This dissertation was motivated by a deep commitment to creating robust mathematics learning communities for teachers and for students that are grounded in care, dignity, and connection. Designing for learning from this relational perspective requires disrupting dehumanizing aspects of systems of schooling that function to construct difference and reproduce inequity. For teachers committed to such a vision, the first years of teaching can bring many contradictions and tensions, often with little support for how to navigate them. This dissertation examines the learning that can become possible for beginning teachers when they are immersed in a learning community oriented toward the shared commitment of creating ambitious and equitable classroom mathematics communities.
For this study, I invited six beginning elementary school teachers from the same teacher preparation cohort to join me in designing a learning community, named Math Crew by participants. Drawing on the methodology of social design-based experiments, we co-designed a learning ecology with new tools, artifacts, discursive practices, and norms to support robust learning toward our shared commitments. I acted as lead designer, facilitator, and researcher in the community. The design included monthly community meetings and classroom visits from me as the facilitator. Analyses examined learning over time as changes in participation in community conversations and in classroom teaching, and learning in interaction as a collective process mediated by the designed environment of Math Crew.
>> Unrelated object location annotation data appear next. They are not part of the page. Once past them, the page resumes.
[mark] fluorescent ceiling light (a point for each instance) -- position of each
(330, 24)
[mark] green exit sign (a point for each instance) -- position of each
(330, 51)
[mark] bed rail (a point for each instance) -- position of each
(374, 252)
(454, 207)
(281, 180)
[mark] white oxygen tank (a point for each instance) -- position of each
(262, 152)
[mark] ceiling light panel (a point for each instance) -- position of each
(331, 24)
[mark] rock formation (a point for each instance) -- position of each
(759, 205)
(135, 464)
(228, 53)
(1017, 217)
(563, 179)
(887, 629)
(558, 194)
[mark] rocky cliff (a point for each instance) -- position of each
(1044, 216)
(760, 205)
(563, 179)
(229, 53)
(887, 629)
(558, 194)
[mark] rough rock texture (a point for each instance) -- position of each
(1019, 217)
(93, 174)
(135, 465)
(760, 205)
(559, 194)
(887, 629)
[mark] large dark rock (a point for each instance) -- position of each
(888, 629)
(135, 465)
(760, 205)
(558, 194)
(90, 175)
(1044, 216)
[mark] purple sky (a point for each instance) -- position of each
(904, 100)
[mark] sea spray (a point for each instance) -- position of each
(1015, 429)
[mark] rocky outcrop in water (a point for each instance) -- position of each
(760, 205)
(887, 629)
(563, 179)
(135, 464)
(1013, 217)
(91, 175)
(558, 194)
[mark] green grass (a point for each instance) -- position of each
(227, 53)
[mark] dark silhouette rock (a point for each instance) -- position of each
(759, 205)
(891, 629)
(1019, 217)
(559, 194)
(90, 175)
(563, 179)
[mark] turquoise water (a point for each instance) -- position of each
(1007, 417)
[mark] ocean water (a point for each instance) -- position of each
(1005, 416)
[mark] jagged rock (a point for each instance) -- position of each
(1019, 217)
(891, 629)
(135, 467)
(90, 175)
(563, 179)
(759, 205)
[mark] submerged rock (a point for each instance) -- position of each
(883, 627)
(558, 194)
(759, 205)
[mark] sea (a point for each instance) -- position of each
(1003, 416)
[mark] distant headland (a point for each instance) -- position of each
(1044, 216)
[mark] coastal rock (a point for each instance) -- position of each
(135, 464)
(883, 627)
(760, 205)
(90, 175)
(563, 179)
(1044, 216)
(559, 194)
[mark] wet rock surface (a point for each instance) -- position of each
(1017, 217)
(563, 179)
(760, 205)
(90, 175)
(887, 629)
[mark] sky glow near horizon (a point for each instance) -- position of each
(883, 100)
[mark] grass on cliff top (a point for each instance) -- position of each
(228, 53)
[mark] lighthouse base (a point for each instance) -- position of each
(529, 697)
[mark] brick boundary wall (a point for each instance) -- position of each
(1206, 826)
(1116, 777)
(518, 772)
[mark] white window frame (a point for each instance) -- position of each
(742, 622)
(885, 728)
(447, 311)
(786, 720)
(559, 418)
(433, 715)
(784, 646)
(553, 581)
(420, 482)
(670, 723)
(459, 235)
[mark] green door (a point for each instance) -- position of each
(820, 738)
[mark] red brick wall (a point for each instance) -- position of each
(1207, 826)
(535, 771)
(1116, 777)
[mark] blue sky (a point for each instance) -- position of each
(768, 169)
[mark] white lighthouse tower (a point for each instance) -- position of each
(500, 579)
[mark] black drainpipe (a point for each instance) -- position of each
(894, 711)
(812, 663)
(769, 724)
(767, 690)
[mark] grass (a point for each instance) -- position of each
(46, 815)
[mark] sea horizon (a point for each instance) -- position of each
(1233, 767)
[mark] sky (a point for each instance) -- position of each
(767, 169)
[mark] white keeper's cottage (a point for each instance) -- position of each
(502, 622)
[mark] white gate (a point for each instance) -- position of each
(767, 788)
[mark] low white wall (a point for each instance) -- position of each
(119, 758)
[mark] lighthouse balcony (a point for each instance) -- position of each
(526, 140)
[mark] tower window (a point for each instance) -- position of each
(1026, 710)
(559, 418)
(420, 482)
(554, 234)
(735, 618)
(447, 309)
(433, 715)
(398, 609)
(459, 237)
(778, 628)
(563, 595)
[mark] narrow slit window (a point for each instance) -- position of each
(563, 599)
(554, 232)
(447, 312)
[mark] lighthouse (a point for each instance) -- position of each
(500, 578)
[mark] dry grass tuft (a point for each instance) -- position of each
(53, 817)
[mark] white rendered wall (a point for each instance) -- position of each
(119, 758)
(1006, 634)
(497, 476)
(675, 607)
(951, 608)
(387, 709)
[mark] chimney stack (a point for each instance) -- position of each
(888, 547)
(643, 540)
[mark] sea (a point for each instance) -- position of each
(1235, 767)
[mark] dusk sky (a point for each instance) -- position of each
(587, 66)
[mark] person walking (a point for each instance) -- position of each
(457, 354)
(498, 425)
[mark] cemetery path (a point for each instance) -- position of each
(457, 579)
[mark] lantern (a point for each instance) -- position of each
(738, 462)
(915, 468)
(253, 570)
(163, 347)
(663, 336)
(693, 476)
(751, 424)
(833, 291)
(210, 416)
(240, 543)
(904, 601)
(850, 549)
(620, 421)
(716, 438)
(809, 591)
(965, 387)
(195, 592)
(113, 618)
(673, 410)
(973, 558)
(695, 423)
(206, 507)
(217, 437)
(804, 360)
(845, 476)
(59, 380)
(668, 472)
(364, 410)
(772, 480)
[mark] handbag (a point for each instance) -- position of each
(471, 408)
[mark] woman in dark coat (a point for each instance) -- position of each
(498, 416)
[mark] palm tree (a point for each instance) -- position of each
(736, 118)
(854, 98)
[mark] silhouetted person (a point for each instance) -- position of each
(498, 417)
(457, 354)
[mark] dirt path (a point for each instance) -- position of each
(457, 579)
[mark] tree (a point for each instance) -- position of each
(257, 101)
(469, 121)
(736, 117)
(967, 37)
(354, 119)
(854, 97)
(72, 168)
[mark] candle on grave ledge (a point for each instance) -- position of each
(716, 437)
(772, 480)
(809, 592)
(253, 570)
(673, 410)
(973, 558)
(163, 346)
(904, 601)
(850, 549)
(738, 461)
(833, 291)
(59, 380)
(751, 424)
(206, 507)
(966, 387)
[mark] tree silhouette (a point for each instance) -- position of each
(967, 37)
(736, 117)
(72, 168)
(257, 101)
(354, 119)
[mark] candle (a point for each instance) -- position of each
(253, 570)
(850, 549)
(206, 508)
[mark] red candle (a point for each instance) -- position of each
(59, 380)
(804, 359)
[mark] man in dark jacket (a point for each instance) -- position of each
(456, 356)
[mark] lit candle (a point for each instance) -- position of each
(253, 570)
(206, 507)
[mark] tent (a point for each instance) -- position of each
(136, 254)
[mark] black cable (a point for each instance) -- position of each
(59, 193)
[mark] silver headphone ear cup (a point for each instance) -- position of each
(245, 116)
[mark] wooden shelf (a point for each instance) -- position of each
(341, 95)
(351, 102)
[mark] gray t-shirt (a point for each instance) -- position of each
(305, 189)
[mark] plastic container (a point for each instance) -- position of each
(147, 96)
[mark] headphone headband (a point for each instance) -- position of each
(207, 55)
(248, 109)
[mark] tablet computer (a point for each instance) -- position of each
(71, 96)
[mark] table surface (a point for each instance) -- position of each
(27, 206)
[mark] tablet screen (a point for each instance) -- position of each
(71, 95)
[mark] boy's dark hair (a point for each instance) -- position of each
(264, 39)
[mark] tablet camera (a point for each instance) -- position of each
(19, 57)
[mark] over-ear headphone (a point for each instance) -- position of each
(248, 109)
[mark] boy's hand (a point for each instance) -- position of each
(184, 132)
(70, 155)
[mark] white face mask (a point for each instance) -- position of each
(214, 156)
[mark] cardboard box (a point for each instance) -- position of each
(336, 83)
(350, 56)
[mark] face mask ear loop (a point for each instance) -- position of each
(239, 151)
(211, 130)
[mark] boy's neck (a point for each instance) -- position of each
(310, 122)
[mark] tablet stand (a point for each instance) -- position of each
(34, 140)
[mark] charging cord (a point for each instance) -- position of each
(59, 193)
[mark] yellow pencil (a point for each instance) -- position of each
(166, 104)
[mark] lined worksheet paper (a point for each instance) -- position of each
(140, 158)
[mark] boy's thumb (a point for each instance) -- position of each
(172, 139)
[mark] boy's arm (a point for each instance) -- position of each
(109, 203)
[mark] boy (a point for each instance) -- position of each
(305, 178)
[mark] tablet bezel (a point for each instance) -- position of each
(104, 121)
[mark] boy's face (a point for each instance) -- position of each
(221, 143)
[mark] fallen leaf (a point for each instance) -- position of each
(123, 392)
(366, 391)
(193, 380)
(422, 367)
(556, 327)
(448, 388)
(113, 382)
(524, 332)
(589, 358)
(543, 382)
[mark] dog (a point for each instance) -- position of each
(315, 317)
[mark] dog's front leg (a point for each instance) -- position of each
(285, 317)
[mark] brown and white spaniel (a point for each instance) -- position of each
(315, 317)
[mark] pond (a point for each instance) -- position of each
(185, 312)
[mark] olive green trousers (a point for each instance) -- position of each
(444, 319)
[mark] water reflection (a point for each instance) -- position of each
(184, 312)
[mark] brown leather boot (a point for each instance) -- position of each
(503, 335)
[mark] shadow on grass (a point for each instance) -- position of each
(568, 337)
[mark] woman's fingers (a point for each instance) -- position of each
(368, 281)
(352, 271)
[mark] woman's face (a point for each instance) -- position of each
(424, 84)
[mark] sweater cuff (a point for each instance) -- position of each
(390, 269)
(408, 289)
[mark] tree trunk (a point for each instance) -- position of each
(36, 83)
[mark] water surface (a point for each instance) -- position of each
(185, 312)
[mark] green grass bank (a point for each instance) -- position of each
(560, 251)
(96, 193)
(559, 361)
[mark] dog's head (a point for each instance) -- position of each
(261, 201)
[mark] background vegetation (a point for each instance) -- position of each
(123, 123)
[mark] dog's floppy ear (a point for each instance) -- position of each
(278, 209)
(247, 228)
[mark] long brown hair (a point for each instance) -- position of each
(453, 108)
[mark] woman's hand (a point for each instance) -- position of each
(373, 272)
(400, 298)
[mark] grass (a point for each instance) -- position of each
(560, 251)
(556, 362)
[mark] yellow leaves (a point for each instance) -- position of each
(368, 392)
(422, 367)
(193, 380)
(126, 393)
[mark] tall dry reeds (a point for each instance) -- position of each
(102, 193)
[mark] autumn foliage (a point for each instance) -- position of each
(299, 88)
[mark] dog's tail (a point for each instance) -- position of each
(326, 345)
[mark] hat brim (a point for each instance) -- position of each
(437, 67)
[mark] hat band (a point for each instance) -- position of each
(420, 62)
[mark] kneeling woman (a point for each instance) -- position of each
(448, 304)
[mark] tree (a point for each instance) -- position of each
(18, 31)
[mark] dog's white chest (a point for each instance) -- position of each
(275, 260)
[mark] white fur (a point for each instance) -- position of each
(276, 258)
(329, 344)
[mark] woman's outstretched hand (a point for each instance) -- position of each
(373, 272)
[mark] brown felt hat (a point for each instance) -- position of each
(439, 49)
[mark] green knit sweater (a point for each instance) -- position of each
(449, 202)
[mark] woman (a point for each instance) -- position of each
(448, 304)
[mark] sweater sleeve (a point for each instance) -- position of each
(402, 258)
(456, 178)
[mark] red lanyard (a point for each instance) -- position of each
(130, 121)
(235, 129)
Findings indicate that being immersed in the Math Crew activity system supported participants to shift from fixing local problems in their classrooms to engaging in relational investigations of teaching and learning that centered students’ mathematical experiences. This shift toward relational, student-centered investigation co-evolved and was amplified across community conversations and classroom teaching. Analyses revealed that as participants surfaced and engaged with tensions of equity-oriented teaching, they made visible and contested some of the tacit deficit-focused ways of seeing students, mathematics, and teaching that are prevalent in systems of schooling. As teachers collectively engaged with material representations of schooling, such as district assessments, they repurposed these artifacts and constructed alternative strengths-based ways of seeing and making sense of the mathematics classroom. Seeing the classroom with this co-constructed inclusive and empathetic vision supported teachers to imagine the classroom from the perspective of their students and to value and connect with students’ experiences as mathematical learners. Findings suggest that beginning teachers can take up an ambitious equity-oriented learning agenda when they are part of a learning community that is saturated with new tools and artifacts and that is responsive to the needs and tensions that arise in their daily activity. This dissertation has implications for the design and study of teacher learning as a mediated process afforded and constrained by the complex learning ecologies teachers work within.